What is about to begin in Qatar will be the most technological world cup ever. Sensors, chips and cameras will improve the experience of fans traveling to the stadium and provide referees with real-time data to make decisions. There is already a winner in this World Cup, and that is technology.

More than a million fans will travel to Qatar to follow the World Cup in this small nation that has a total of two million citizens, more than half of whom are concentrated in Doha. The country will welcome more tourists in a month than it has had in its entire history. This large influx of people will be managed through an AI-based system.
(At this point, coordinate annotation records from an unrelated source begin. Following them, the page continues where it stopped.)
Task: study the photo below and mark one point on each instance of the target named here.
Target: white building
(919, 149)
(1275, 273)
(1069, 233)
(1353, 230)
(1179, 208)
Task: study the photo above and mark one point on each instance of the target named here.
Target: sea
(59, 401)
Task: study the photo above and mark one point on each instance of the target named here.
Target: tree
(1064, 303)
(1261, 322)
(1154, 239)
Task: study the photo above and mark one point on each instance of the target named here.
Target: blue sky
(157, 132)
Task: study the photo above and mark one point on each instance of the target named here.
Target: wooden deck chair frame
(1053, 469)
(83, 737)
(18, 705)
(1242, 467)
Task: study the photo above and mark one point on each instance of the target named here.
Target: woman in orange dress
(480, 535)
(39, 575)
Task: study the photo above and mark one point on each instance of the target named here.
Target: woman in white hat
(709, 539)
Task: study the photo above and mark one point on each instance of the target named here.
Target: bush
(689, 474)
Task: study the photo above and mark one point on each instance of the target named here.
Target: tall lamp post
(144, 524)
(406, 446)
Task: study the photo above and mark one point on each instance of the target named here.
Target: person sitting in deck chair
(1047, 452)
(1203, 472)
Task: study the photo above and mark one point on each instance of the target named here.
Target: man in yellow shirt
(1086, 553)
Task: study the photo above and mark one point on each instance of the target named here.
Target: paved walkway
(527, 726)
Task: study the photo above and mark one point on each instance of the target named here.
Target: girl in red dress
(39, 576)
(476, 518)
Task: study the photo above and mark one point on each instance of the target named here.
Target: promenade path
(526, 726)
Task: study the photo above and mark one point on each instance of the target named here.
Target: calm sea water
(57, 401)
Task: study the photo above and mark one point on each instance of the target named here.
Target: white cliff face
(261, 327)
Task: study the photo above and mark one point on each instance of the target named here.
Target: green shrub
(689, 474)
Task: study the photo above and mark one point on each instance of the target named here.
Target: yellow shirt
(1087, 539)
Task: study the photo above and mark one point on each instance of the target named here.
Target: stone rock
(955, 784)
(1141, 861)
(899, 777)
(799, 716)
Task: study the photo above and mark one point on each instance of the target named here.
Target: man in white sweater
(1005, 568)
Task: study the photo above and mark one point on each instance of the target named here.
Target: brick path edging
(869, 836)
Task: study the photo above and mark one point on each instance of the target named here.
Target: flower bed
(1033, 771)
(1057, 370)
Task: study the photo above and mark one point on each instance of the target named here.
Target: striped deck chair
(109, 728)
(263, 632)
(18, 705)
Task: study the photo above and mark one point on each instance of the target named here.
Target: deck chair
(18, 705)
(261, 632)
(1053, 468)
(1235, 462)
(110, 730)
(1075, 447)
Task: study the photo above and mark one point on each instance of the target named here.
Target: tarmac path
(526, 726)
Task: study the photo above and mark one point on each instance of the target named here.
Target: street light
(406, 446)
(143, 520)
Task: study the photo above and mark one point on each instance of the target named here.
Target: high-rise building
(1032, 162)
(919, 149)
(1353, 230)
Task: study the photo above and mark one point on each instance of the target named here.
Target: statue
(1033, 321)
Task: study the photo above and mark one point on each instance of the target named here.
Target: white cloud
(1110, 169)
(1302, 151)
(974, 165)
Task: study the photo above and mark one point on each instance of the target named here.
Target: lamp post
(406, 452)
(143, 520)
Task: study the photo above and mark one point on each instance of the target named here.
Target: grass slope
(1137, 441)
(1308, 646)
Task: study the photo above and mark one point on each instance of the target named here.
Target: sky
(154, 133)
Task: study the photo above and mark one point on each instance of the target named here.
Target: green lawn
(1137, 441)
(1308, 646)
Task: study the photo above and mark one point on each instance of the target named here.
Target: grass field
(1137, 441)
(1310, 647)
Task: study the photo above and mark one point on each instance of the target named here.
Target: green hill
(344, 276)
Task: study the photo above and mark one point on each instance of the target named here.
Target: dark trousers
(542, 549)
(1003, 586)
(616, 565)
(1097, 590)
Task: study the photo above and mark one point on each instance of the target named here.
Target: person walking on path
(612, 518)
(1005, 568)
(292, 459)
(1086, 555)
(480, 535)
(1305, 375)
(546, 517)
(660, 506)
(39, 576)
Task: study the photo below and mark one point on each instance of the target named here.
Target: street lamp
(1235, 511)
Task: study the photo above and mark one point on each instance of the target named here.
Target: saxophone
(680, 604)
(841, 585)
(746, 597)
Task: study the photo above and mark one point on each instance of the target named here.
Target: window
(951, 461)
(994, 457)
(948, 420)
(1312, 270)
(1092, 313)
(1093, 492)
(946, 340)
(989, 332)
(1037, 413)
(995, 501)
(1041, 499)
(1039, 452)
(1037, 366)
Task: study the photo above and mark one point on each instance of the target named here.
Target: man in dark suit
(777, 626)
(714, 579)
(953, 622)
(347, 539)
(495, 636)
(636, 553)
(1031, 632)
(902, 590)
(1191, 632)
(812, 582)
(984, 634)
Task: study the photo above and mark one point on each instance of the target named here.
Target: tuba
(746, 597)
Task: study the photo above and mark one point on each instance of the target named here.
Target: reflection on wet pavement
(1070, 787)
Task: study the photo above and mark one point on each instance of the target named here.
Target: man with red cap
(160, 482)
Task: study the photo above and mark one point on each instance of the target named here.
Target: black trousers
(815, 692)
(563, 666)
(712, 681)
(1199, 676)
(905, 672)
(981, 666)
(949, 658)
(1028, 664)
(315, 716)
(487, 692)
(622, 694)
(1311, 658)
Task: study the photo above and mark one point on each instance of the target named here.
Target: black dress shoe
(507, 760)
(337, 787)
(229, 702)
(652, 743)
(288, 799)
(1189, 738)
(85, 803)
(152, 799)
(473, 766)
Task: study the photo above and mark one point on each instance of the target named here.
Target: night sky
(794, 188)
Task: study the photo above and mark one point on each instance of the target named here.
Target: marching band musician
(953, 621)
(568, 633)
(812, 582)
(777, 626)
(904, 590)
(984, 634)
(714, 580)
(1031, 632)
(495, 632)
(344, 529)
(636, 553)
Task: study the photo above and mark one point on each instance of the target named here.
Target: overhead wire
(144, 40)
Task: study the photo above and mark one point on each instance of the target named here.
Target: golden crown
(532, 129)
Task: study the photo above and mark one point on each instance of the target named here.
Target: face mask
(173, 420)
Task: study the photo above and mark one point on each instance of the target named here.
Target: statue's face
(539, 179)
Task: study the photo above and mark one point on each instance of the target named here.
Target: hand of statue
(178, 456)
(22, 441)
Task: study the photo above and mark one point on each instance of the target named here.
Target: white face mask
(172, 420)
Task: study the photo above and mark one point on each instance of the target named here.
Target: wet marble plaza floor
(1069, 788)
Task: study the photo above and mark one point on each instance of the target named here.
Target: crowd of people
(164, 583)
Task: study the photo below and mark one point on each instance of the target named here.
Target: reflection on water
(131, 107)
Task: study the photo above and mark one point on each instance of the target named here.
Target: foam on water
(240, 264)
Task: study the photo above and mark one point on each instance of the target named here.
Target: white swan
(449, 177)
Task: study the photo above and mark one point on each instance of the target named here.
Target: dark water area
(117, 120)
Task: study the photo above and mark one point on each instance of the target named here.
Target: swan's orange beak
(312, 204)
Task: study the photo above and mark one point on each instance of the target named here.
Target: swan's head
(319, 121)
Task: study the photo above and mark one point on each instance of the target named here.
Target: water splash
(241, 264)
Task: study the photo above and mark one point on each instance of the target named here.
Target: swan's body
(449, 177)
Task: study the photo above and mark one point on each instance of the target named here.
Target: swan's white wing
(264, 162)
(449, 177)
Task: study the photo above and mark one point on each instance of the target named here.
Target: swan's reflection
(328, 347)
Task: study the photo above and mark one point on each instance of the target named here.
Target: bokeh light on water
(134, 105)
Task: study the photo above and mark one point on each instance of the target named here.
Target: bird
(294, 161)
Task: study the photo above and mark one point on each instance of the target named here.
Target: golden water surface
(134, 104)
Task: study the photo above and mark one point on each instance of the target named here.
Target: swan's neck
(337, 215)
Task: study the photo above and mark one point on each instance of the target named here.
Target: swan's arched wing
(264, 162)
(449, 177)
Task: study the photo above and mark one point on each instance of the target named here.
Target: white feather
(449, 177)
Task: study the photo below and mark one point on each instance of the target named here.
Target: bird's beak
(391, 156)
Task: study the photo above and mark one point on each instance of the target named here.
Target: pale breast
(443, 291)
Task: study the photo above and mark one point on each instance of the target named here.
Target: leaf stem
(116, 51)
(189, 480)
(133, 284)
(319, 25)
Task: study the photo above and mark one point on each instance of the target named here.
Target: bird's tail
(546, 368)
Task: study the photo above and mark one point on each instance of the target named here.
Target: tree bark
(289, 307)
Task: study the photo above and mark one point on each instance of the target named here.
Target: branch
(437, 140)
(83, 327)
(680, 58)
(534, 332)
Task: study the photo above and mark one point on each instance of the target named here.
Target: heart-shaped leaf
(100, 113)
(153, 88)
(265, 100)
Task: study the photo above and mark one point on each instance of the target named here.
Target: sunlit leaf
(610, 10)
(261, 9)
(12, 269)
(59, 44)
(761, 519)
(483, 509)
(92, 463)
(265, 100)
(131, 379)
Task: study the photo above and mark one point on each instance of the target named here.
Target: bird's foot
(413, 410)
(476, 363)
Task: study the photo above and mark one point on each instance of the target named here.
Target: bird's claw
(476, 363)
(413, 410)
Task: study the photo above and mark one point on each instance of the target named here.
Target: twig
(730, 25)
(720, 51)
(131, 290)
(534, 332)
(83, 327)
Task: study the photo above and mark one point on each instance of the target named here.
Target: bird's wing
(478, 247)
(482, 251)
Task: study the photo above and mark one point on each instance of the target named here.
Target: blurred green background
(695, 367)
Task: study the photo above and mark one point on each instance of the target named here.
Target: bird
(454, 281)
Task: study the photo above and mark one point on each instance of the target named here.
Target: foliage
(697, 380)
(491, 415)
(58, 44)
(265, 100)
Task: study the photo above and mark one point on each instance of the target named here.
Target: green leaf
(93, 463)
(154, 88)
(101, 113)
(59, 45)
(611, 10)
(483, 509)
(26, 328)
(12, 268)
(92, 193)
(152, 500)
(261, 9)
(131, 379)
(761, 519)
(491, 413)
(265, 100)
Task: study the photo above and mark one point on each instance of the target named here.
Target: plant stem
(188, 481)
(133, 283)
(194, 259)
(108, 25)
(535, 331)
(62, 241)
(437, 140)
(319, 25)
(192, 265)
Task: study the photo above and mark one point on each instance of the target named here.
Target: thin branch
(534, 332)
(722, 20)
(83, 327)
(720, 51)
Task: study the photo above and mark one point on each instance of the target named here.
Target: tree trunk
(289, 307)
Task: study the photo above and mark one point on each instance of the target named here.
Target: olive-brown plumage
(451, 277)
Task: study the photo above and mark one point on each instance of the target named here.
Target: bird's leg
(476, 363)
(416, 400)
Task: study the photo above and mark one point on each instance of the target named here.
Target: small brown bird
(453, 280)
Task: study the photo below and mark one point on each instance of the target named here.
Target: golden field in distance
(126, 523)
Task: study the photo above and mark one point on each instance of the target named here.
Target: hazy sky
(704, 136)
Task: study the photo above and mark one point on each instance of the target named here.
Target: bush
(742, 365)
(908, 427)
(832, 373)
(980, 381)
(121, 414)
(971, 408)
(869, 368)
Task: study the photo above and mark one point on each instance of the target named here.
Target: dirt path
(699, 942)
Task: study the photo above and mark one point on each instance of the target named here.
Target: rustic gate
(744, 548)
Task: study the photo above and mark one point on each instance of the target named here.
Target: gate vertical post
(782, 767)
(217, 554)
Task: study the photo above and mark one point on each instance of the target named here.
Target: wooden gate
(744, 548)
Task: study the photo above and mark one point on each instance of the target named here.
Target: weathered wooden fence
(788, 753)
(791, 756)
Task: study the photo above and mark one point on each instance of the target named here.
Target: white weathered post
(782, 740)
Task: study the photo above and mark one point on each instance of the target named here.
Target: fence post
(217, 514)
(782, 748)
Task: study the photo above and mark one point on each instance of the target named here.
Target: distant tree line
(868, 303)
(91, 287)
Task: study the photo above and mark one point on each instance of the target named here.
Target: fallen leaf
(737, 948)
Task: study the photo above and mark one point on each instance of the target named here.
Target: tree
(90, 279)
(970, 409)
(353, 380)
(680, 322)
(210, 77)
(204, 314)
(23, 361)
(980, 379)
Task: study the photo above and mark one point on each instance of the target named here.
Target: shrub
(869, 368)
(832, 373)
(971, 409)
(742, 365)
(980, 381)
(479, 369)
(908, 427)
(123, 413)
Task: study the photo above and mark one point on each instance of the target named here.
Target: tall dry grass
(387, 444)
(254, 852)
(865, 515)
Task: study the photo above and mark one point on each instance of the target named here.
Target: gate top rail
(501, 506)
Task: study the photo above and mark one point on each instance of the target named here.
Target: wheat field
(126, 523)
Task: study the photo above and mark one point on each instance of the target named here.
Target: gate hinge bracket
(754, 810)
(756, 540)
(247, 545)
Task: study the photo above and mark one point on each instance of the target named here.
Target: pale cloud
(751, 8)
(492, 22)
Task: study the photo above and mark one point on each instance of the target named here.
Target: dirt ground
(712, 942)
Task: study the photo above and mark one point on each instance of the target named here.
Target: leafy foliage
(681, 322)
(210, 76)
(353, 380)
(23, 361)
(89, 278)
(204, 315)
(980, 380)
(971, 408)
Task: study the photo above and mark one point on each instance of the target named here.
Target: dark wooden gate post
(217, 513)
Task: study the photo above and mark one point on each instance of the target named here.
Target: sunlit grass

The organization of transport, traffic lights, road signs, directions and the self-driving metro will be monitored in real time and modified according to the recorded flows. Sensors distributed at intersections and along paths on walls, sidewalks and street lamps will collect data on traffic intensity and temperature in order to prevent critical situations.

A lot of technology will also be present inside the stadium. For the first time ever, the ball will have a chip inside. The sensor, positioned in the centre of the ball, will be able to communicate with the stadium operations centre 500 times per second, detecting when the ball is kicked and detaches from the player’s foot. The chip will coordinate with the cameras, used to record the movement of the ball and the players on the field, to give life to a new semi-automatic technology for offside.

12 tracking cameras will be mounted under the stadium roof to track the ball and the players’ movements. Each player will be associated with 29 data points that include all limbs and extremities of the body relevant to making offside decisions. They will be monitored 50 times per second, calculating the exact position on the field. By combining limb and ball tracking data and applying artificial intelligence, the new technology will provide an automatic offside warning. The whole process will take place in seconds and will ensure greater accuracy than that offered by the current VAR technology.

Once the offside is confirmed by the referee, the same position data will be used to create a 3D animation that will also be shown on the giant screens of the stadium to spectators. Furthermore, at the end of the match, the players will receive, via an app, an analysis of their performance on the pitch, detailed statistics on distances covered, speed thresholds, balls intercepted, lost and played, errors, successful passes and covered field areas.

People in the stands will be able to wear t-shirts with wearable systems capable of measuring emotional response. Low-power sensors printed directly on the fabric will connect each shirt to those of other fans and to a base station via Bluetooth. It will be possible to monitor vital signs in real time, such as heart rate, breathing, temperature and sweating, to obtain the sensations experienced by the audience who will see the matches or to prevent medical emergencies.